Changeling
15, Nationwide
Changeling, produced and directed by Clint Eastwood, is a most melodramatic melodrama starring Angelina Jolie and her totally amazing, bee-stung lips. (I was stung by a bee once, but on the eyelid; it didn’t look so great.) Anyway, based on a true story, it’s set in Los Angeles in 1928 and is about a single mother, Christine Collins (Jolie) whose nine-year-old son, Walter, goes missing and when returned by the police five months later, turns out not to be him at all. The police insist the boy is Walter, and insist Christine accepts him as Walter, but Christine knows he is not, just as any mother knows who is and who isn’t her son — not that the son will always want to know her. (Trust me, I’ve got a teenage boy who doesn’t want to know me at all, although it could just be the bee-stung eyelid.)
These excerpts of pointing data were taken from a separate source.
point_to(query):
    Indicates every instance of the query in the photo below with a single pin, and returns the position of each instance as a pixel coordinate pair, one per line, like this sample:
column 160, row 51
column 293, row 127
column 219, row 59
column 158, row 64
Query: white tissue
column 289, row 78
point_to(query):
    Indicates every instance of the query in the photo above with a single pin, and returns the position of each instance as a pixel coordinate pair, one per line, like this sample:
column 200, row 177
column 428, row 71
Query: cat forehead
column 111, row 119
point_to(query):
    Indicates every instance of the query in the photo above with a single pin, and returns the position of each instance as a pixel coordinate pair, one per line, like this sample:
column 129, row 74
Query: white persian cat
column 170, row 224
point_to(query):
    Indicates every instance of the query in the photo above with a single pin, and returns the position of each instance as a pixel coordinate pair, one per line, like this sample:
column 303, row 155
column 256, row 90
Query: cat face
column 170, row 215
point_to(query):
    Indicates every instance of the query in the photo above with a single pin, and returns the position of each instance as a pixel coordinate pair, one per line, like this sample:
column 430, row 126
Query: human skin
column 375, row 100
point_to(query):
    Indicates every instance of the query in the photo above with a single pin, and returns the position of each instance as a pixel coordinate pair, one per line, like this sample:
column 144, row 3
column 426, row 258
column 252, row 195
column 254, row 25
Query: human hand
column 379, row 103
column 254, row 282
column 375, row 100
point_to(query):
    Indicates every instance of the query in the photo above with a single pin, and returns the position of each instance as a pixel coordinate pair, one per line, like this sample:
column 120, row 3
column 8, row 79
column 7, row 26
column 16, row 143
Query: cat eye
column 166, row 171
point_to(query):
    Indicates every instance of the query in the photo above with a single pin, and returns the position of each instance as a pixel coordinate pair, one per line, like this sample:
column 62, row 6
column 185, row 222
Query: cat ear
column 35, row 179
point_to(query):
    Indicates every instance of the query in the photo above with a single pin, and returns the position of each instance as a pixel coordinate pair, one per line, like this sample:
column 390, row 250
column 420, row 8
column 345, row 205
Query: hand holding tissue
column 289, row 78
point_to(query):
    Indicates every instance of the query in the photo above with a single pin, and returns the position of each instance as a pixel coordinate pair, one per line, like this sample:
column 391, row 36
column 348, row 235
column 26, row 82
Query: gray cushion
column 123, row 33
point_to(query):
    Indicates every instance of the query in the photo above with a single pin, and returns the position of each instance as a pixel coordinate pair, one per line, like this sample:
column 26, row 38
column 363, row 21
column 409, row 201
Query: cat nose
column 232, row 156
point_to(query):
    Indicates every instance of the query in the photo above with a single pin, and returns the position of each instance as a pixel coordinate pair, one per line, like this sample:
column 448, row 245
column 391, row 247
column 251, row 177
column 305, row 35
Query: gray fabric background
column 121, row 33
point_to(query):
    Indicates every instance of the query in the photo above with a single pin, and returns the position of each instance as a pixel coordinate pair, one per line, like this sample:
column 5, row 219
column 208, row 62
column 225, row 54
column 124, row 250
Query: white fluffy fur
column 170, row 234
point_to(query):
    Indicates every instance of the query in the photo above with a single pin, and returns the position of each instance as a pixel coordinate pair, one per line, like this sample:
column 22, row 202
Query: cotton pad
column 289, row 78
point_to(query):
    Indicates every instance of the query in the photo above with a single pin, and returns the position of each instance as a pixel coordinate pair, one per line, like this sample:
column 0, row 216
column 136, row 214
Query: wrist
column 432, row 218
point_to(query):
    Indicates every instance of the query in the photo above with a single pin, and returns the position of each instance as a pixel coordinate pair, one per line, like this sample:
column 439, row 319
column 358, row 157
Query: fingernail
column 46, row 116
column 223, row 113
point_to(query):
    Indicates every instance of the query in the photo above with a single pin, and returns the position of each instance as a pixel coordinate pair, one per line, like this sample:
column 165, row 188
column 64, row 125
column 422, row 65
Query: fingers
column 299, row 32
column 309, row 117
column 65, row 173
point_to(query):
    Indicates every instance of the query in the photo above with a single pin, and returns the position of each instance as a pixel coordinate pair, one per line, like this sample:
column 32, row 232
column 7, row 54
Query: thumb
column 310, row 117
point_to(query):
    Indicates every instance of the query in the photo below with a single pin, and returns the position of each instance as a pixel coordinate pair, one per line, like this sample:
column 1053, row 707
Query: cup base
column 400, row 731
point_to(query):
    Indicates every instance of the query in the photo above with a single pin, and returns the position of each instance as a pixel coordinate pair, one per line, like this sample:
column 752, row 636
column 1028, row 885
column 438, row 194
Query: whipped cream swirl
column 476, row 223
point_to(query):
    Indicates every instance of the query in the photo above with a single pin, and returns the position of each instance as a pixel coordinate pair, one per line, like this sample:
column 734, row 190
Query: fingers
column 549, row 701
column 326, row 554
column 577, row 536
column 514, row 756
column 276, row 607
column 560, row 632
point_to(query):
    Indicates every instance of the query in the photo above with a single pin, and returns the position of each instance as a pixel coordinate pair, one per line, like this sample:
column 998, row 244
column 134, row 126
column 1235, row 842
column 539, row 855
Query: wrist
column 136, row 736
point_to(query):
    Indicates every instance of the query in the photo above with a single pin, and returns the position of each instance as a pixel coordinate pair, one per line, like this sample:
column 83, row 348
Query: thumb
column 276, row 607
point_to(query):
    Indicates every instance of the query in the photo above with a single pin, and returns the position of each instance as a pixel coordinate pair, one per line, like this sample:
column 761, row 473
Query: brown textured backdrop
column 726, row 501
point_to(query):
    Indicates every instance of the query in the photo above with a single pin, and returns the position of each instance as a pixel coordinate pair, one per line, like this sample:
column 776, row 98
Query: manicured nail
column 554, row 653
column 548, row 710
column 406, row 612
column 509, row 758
According to the poster, Jolie’s performance is ‘Oscar-assured’ — having, presumably, been inspected and approved by the International Institute of Oscar Assurances, as based in Beverly Hills — but I don’t know. I seriously, honestly, truthfully don’t. On paper, Changeling has everything that should do it for me and should have me blubbing like the blubbing old fool that I so often am: a real mystery, a real fight against the most horrific injustice and, underlying it all, a mother’s heart entwined with her child’s safety. But? Up there, on the screen, it feels empty, monotonous, bloated, and all of it’s two hours and 20 minutes, if not all of it’s seven hours and 50 minutes. Really? Only two hours and 20 minutes? Well I never. As for the blubbing, I should have even recognised the moments where, usually, I would be snivelling and choking like a mad thing, but nothing.